Fabian Willermain and Anca Cioriciu (Egmont – The Royal Institute for International Relations)
In late June, the EU’s High Representative for Foreign Affairs and Security Policy Federica Mogherini presented the new Global Strategy on Foreign and Security Policy (EUGS) at the European Council meeting. This is already the second version because the EU’s first security strategy was introduced in 2003. Almost three months have passed since its introduction but the plan for the implementation of this document was submitted to Member States only at the end of November. Can the strategy be considered successful so far? Are its objectives being met?

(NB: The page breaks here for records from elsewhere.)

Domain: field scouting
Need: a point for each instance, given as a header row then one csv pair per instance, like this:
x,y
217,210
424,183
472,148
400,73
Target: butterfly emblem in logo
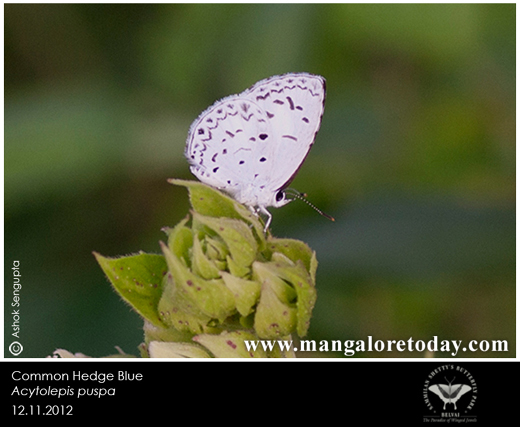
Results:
x,y
450,393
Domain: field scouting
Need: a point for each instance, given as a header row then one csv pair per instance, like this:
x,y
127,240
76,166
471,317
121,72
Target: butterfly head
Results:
x,y
280,199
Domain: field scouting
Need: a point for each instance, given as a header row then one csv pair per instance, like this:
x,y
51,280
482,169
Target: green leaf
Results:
x,y
302,283
208,201
236,235
180,240
230,344
159,333
294,250
276,314
208,297
176,350
138,279
246,292
201,265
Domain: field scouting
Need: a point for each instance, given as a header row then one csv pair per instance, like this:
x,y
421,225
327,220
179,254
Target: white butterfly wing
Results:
x,y
226,144
252,144
294,104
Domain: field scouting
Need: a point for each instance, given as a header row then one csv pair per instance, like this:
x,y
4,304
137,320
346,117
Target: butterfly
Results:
x,y
251,145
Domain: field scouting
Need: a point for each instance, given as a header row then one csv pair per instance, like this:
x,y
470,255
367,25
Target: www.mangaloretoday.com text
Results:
x,y
351,347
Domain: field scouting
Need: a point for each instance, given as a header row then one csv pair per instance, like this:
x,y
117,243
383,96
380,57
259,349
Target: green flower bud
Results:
x,y
219,281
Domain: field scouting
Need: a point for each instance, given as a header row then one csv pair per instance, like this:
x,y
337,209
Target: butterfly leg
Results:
x,y
268,214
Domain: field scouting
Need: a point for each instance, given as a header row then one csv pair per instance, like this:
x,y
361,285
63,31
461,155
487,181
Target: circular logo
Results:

Within this concept, we encounter two battalions with a varying size of their power when on standby. It is these battle groups that have been the subject of discussions for a long time. Criticism is raised particularly regarding their automatic accessibility, which is a measure for how fast they can be deployed. This debate has yielded a proposal to increase the EU’s military ambitions. The battalions could be increased by merging the two battle groups into one brigade and four battalions instead of two, which would double their power. However, in order to keep the EUGS operational, this boost would still be insufficient.
Those who think that the EUGS comes up with greater military ambitions of the EU Member States are mistaken. The aim of the EU battle groups is not their readiness to fight, but, as agreed on in 1998, their readiness to be deployed as corps (ie. 60,000 troops) of air and naval forces for a period of up to one year.
Another problem, which the EU has to deal with, is the fact that Member States are not autonomous in their military strategies. This fact stems from the EU Member States’ cooperation with the UN or NATO during military operations. Obtaining this strategic autonomy is necessary, among others, also because unless European countries have demonstrated their willingness and ability to act in the military area, this can negatively influence their mutual relations with the US. There is a risk that European countries could even lose the United States as a key ally.
The Union seeks to use the EUGS as a tool to enhance the army’s strategic goals, but it foremost obliges Member States to carry out the tasks to attain these strategic goals themselves. But more questions remain unanswered: Will the EUGS lead the European nations to a greater strategic autonomy? And is it possible to achieve the EUGS’ objectives without a revision of the basic assumptions of this document?